Dr. Ernest Bors
VA Long Beach Healthcare System
October 5, 2020
Doctor who served in the U.S. Army Medical Corps advanced VA spinal cord injury treatment
After World War II, U.S. military hospitals were flooded with Veterans paralyzed by spinal cord injury. Their complications called for expertise in pulmonary medicine, orthopedics, neurology, urology, dermatology, surgery, and other specialties not yet developed. But the U.S. health care system was unprepared for addressing these wide-ranging and complex medical problems.
Dr. Ernest “Pappy” Bors, who served in the U.S. Army Medical Corps during World War II, is considered an early pioneer in spinal cord injury research.
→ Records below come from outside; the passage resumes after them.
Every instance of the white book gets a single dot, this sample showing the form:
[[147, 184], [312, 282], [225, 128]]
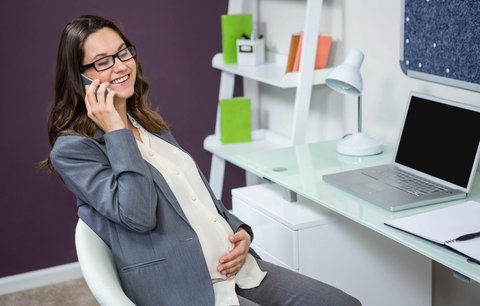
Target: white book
[[456, 227]]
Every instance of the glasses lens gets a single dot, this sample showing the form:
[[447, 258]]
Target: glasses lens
[[108, 61], [126, 54]]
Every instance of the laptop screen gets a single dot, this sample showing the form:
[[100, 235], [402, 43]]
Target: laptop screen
[[440, 138]]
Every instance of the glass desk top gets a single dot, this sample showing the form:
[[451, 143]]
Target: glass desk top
[[300, 169]]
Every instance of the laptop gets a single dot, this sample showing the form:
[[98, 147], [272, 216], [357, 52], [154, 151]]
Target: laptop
[[435, 158]]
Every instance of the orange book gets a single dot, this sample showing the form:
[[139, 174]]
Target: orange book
[[324, 43]]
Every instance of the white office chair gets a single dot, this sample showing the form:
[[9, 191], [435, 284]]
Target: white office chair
[[96, 263]]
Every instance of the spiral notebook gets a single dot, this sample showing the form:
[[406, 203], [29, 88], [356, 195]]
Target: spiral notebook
[[456, 227]]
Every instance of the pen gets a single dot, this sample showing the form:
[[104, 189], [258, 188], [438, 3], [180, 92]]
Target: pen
[[468, 236]]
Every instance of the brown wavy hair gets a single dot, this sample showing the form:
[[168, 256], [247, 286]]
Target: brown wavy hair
[[68, 114]]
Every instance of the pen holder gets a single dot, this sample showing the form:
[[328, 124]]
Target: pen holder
[[250, 52]]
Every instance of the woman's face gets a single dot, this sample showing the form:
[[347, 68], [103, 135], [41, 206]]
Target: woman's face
[[105, 43]]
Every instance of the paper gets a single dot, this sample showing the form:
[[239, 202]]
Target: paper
[[445, 225]]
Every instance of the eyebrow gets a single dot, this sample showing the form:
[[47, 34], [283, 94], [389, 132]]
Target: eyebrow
[[102, 55]]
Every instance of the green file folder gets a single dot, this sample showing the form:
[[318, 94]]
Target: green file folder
[[235, 120], [233, 27]]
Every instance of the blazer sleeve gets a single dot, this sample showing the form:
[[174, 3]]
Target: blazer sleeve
[[112, 177]]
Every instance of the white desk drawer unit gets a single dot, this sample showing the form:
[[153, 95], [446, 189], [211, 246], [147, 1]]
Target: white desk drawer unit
[[315, 241]]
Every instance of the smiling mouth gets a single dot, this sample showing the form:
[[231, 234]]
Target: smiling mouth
[[120, 80]]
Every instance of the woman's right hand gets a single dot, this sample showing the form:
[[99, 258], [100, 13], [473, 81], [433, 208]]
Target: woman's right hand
[[100, 107]]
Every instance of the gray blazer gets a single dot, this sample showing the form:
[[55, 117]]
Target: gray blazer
[[128, 203]]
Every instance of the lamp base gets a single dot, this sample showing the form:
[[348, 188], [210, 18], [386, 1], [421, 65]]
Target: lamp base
[[359, 144]]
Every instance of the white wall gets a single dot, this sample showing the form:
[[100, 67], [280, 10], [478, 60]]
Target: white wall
[[372, 26]]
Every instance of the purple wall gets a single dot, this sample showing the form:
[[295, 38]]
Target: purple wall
[[175, 41]]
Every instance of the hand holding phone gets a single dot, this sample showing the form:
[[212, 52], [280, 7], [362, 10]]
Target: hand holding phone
[[107, 121]]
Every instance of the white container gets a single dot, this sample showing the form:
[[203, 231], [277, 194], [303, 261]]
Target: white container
[[250, 52]]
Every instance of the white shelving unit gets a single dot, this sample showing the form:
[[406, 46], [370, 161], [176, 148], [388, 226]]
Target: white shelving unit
[[271, 73]]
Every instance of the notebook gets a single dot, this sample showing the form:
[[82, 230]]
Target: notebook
[[437, 151], [455, 227]]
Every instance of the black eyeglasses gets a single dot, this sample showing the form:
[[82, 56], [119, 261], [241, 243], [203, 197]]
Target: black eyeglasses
[[107, 62]]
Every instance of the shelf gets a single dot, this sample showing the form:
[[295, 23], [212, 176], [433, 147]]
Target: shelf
[[272, 72], [261, 140]]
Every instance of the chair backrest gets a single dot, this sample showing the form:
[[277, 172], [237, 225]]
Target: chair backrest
[[98, 268]]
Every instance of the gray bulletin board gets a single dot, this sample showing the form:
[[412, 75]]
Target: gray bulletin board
[[440, 41]]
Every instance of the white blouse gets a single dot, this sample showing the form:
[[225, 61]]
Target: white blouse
[[183, 178]]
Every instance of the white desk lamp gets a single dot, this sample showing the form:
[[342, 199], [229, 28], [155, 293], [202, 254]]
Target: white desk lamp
[[347, 80]]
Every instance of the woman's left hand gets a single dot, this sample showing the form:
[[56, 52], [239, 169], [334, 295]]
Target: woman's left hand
[[232, 262]]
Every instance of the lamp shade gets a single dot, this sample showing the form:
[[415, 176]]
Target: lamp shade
[[346, 78]]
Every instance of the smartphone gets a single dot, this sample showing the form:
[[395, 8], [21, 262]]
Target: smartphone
[[87, 81]]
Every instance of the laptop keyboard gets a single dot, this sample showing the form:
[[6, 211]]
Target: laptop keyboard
[[407, 182]]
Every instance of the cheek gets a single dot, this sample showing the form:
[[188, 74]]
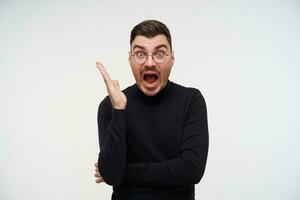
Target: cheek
[[136, 72]]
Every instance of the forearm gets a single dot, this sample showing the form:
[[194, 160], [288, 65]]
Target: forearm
[[112, 156], [187, 169]]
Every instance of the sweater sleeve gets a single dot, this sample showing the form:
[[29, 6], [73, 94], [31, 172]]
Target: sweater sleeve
[[189, 166], [112, 141]]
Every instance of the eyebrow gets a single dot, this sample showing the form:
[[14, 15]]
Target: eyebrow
[[142, 47]]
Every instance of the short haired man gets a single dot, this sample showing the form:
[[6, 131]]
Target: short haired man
[[153, 135]]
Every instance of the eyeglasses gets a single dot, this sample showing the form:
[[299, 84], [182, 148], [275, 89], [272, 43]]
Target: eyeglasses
[[141, 57]]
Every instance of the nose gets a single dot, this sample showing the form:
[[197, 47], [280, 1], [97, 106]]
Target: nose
[[149, 61]]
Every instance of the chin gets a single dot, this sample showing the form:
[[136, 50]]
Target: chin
[[149, 92]]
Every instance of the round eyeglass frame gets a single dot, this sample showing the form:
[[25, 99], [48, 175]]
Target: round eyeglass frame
[[147, 56]]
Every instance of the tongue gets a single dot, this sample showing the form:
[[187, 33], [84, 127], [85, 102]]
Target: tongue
[[150, 78]]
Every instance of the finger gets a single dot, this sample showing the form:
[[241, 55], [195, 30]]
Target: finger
[[103, 71], [99, 180], [116, 84]]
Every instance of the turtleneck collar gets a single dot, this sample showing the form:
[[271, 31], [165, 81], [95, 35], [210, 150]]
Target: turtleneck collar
[[161, 94]]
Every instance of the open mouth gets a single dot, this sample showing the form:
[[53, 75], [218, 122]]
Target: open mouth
[[150, 78]]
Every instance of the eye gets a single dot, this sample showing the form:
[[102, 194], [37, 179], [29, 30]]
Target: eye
[[140, 54], [159, 54]]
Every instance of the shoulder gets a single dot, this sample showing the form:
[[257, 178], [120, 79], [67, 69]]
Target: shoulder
[[188, 92]]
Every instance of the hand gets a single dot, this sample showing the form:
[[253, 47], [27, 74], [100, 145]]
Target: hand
[[117, 97], [97, 174]]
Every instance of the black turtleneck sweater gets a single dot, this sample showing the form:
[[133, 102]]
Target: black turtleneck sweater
[[157, 147]]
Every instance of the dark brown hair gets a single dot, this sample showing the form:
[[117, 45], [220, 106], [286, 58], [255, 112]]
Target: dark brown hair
[[149, 29]]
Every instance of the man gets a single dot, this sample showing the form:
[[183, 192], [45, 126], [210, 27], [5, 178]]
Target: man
[[153, 135]]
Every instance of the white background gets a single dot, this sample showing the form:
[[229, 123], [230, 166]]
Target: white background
[[242, 55]]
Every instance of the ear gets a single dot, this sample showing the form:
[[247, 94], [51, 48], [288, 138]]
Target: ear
[[173, 58], [129, 57]]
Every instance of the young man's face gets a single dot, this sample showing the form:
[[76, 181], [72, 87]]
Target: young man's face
[[152, 75]]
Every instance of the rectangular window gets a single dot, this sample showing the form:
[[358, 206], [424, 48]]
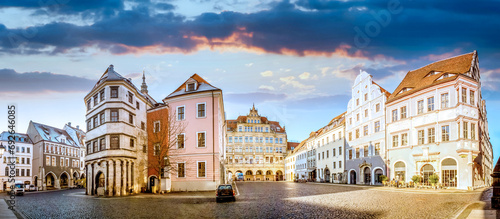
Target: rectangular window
[[131, 98], [471, 98], [102, 142], [445, 133], [96, 99], [472, 132], [430, 104], [156, 149], [466, 129], [201, 169], [114, 115], [102, 118], [115, 142], [403, 112], [421, 137], [395, 141], [180, 141], [404, 139], [377, 126], [201, 139], [201, 110], [444, 100], [114, 92], [180, 170], [102, 94], [431, 135], [420, 107], [464, 95], [180, 113]]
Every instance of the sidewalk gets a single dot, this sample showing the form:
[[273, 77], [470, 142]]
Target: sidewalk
[[5, 212]]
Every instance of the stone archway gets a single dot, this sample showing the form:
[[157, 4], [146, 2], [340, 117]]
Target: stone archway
[[279, 175], [50, 181], [64, 180]]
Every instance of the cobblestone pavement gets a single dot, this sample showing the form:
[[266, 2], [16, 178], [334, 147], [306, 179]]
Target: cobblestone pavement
[[256, 200]]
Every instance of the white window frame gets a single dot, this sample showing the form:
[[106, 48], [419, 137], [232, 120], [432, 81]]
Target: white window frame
[[197, 172], [184, 169], [197, 139], [184, 141], [205, 103], [177, 113]]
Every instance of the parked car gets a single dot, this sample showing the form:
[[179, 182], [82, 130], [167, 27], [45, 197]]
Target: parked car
[[31, 188], [225, 192], [19, 188]]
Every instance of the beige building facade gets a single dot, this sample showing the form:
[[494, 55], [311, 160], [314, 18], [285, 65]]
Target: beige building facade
[[256, 148]]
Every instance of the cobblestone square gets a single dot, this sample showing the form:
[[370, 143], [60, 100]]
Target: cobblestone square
[[255, 200]]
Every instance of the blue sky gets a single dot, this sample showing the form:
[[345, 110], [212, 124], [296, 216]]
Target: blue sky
[[296, 60]]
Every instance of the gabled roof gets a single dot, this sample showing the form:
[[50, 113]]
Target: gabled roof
[[19, 137], [420, 78], [49, 133], [202, 85], [111, 75]]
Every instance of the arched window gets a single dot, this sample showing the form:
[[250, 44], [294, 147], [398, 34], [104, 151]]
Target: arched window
[[400, 170], [449, 172], [426, 171]]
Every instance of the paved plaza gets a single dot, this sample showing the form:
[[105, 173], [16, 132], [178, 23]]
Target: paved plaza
[[256, 200]]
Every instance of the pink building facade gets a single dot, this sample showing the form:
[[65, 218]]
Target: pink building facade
[[199, 156]]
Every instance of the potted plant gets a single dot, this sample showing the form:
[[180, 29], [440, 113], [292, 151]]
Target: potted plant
[[416, 180], [383, 179], [433, 179]]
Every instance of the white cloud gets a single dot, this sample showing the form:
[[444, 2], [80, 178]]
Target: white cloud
[[304, 75], [266, 87], [266, 74]]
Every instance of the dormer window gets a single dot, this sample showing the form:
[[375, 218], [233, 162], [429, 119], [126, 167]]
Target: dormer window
[[190, 87]]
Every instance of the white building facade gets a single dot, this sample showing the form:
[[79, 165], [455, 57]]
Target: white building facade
[[23, 157], [435, 125], [365, 129], [116, 140]]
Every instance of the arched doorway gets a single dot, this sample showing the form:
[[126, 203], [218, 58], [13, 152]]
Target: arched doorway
[[426, 171], [64, 180], [400, 171], [99, 181], [269, 175], [153, 184], [352, 176], [279, 175], [50, 180], [249, 175], [259, 176], [377, 174], [367, 175], [449, 172]]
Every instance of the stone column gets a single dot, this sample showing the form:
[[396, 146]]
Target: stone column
[[495, 199], [118, 177]]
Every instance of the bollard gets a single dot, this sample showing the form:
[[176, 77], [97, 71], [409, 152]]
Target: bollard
[[495, 199]]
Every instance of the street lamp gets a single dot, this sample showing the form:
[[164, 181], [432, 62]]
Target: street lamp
[[2, 149]]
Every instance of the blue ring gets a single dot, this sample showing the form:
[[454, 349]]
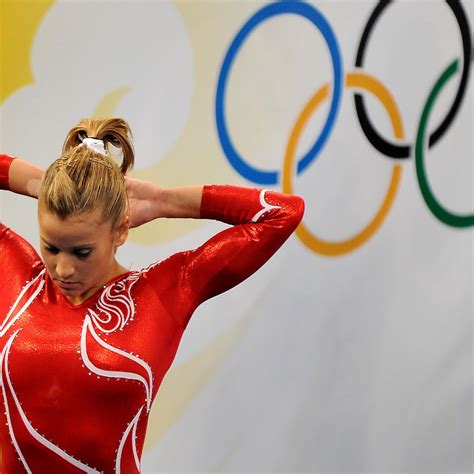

Around the same time, developments in the rehabilitation of spinal cord injury (SCI) began to gain momentum in a revitalized VA system. VA became a leader in comprehensive neurological rehabilitation and has long carried that distinction.
Dr. Ernest “Pappy” Bors, an early pioneer in spinal cord injury research, was at the forefront of VA’s post-World War II advancements.
Bors initiated and facilitated the development of departments focusing on spinal cord injury in VA medical centers. Plus, his coordinated, multi-disciplinary approach to the study, treatment, and rehabilitation of SCI was considered monumental and revolutionary. His work extended the life expectancy and quality of life of wounded Veterans and civilians.
Bors was born in 1900 and trained as a urologist in Prague, Czechoslovakia. The Jewish refugee fled to the United States when the Germans invaded his homeland during World War II and enlisted in the U.S. Army Medical Corps. He established the Army’s first spinal cord injury ward hospital during World War II.
A 2016 article in the journal War Neurology by Dr. Douglas Lanska, a neurologist at the VA Great Lakes Health Care System in Illinois, elaborates on Bors’ achievements: In 1944, Bors was stationed at Hammond General Army Hospital in Modesto, California. There, he became a pioneer in neuro-urology, which deals with diseases and functional disorders of the lower urinary tract and sexual organs after damage or lesion to body parts, such as the spleen. He developed a special ward for comprehensive, multidisciplinary SCI care for about 70 patients, many of whom were languishing in a neurosurgery ward.
Lanska’s article also describes Bors’ work after the war: Bors’ spinal cord injury patients and those from three other military hospitals were transferred in 1945 to a new Army SCI center directed by Bors at Birmingham General Army Hospital near Los Angeles. VA assumed responsibility for those patients in 1946, and the entire medical complex was transferred in 1950 to what was, until then, the Navy hospital in Long Beach, California. New SCI facilities were built in 1958 in the first special-purpose spinal cord injury center in the United States. That facility is now part of the Long Beach VA Medical Center.
In the coming years, Bors oversaw the care of some 2,500 people with spinal cord injury and published more than 140 papers, as well as the 1971 landmark textbook Neurological Urology, Physiology of Micturition, Its Neurological Disorders and Sequelae. He co-authored the book with his colleague, Dr. Avrom Estin Comarr. Similar VA and civilian SCI centers modeled on Bors’ approach have been created around the country.
Bors died in 1990. Since 1994, the Journal of Spinal Cord Medicine has given an annual award in his honor called The Bors Award for Scientific Development. The award recognizes the achievements of young researchers whose careers focus on spinal cord injury.